Orlando Maturana

Personal information
- Full name: Orlando Maturana Vargas
- Date of birth: 11 October 1965 (age 59)
- Place of birth: Barranquilla, Colombia
- Position(s): Forward

Senior career*
- Years: Team / Apps / (Gls)
- 1984–1985: Atlético Bucaramanga
- 1986–1993: América de Cali / 214 / (68)
- 1994: Millonarios / 45 / (12)
- 1994–1995: Club Atlético Independiente / 5 / (0)
- 1996–1997: Deportes Tolima / 44 / (11)
- 1998: Millonarios / 48 / (12)
- 1999: Deportes Tolima / 29 / (7)
- 2000: América de Cali / 12 / (6)
- 2001: Club Olimpia
- 2002: Independiente Santa Fe / 8 / (2)

International career
- 1993–2000: Colombia / 2 / (1)

= Orlando Maturana =

Colombian footballer (born 1965)

Orlando Maturana Vargas (born 11 October 1965) is a Colombian former footballer.

==International career==
Maturana made several appearances for the senior Colombia national football team, including four matches at the 1993 Copa América.

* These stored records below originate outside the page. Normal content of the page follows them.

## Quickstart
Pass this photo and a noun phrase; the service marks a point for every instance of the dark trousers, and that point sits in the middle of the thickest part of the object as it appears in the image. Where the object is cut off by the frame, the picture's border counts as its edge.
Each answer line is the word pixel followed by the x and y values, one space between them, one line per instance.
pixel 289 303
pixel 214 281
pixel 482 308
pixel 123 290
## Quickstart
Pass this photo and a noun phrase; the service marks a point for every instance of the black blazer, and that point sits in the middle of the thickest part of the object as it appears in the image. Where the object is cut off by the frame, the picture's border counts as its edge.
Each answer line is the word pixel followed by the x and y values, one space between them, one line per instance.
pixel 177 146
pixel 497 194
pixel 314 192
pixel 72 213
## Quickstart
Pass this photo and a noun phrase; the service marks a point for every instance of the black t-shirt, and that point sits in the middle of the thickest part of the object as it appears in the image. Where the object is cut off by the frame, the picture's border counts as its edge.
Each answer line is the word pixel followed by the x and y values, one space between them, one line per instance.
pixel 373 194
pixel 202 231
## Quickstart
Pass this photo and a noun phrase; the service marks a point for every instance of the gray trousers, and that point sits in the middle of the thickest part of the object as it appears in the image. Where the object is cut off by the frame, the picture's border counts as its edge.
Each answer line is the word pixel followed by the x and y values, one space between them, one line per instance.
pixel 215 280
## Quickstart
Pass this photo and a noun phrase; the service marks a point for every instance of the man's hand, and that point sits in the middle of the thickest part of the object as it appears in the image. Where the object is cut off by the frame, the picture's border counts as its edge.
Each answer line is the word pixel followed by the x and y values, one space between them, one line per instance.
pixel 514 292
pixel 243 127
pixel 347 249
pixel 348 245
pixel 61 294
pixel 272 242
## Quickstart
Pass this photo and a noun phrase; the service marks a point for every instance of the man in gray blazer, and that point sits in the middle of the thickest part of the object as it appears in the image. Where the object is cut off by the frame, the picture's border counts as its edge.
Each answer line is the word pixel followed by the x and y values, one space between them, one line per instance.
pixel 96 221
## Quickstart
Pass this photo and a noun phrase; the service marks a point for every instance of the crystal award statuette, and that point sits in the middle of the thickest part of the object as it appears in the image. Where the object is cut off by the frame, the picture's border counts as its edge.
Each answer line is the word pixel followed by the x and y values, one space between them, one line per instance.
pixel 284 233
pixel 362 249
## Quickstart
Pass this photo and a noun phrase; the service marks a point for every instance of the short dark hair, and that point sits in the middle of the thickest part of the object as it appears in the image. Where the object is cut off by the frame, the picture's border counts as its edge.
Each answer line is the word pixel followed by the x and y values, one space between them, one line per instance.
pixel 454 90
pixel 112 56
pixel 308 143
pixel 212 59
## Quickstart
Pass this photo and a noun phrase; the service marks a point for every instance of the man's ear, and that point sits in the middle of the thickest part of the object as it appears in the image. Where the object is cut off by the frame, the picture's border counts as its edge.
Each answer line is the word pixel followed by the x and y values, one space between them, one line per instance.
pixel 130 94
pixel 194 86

He officially represented the Colombia national football team in 6 occasions. He also made several appearances for the Colombia national team in unofficial games, most notably in 1993 against Bayern Munich and Palmeiras. Orlando Maturana was a prolific and creative goal scorer who earn a reputation as a poacher. His success in the national team was hampered by the availability of several more successful strikers such as Iván Valenciano, Antony de Ávila, John Jairo Trellez, Víctor Aristizábal, Luis Zuleta, Faustino Asprilla, Adolfo Valencia, and several other members of what is known today as the Colombian dream generation.